From Data to Information to Knowledge.
Data is not Information - in this task we talk about how to translate one into the other.
Data, when collected and structured suddenly becomes a lot more useful. Let’s do this in the table below.
Color | White |
Category | Sport - Golf |
Condition | Used |
Diameter | 43mm |
Price (per ball) | $0.5 (AUD) |
But each of the data values is still rather meaningless by itself. To create information out of data, we need to interpret that data.
Let’s take the size: A diameter of 43mm doesn’t tell us much. It is only meaningful when we compare it to other things. In sports there are often size regulations for equipment. The minimum size for a competition golf ball is 42.67mm. Good, we can use that golf ball in a competition. This is information. But it still is not knowledge. Knowledge is created when the information is learned, applied and understood.
Unstructured vs. Structured data
A plain sentence - “we have 5 white used golf balls with a diameter of 43mm at 50 cents each” - might be easy to understand, but for a computer this is hard to understand. The above sentence is what we call unstructured data. Unstructured has no fixed underlying structure - the sentence could easily be changed and it’s not clear which word refers to what exactly. A table such as the one we did above would be more structured.

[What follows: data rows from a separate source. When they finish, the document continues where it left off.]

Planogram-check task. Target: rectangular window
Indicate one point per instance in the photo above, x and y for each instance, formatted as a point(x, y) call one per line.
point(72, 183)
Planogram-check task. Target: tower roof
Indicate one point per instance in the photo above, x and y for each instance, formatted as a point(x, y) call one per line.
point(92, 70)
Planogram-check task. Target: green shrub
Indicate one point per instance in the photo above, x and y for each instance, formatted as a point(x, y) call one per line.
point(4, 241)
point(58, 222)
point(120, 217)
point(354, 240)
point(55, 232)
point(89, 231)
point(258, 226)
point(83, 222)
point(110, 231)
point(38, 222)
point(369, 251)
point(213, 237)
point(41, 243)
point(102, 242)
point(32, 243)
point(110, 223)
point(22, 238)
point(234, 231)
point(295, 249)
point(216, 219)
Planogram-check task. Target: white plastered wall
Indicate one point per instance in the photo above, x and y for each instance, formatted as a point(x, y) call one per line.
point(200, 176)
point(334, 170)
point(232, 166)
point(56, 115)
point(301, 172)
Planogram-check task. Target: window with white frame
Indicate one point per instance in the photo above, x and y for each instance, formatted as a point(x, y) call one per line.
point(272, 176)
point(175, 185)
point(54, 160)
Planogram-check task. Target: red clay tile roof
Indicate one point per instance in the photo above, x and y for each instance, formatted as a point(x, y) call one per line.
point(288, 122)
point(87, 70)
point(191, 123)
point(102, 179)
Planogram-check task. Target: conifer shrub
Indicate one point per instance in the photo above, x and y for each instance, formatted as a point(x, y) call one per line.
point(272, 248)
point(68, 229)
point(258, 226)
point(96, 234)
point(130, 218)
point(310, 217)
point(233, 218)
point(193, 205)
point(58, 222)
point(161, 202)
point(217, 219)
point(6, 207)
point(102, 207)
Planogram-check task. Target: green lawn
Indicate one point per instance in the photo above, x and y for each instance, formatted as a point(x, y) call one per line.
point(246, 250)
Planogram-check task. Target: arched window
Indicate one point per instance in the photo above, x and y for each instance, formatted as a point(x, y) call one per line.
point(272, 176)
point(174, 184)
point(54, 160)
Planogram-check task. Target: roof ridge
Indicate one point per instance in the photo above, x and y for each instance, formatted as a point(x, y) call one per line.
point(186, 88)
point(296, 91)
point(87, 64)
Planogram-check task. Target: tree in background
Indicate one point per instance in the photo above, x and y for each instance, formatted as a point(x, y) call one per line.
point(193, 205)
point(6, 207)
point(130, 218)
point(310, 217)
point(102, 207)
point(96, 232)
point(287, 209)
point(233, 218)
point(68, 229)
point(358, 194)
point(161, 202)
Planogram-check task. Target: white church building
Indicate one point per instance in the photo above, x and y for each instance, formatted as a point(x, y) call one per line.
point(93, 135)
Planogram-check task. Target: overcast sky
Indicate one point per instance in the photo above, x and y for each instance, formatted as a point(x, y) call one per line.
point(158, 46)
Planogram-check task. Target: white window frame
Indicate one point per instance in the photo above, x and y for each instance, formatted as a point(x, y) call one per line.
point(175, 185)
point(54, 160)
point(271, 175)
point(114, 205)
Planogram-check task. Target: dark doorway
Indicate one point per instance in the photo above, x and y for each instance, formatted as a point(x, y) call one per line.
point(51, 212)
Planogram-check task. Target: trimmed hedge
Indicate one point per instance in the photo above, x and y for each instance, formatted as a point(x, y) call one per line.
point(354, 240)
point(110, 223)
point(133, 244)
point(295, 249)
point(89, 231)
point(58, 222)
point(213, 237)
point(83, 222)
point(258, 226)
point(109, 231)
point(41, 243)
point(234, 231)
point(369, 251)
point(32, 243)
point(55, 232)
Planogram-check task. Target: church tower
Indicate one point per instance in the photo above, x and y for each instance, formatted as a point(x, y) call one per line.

Computers are inherently different from humans. It can be exceptionally hard to make computers extract information from certain sources. Some tasks that humans find easy are still difficult to automate with computers. For example, interpreting text that is presented as an image is still a challenge for a computer (have you ever signed up to a website and had to type some words which were presented to you as an image? This is because it’s so hard for computers to do so and so easy for you - proving that you’re not a machine). If you want your computer to process and analyse your data, it has to be able to read and process the data. This means it needs to be structured and in a machine-readable form.
One of the most commonly used formats for exchanging data is CSV. CSV stands for comma separated values. The same thing expressed as CSV can look something like:
“quantity”, “color”, “condition”, “item”, “category”, “diameter (mm)”, “price per unit (AUD)”
5,”white”,”used”,”ball”,”golf”,43,0.5
This is way simpler for your computer to understand and can be read directly by spreadsheet software. Note that words have quotes around them: This distinguishes them as text (string values in computer speak) - whereas numbers do not have quotes. It is worth mentioning that there are many more formats out there that are structured and machine readable.
Task: Think of the last book you read. What data is connected to it and how would you make it structured data?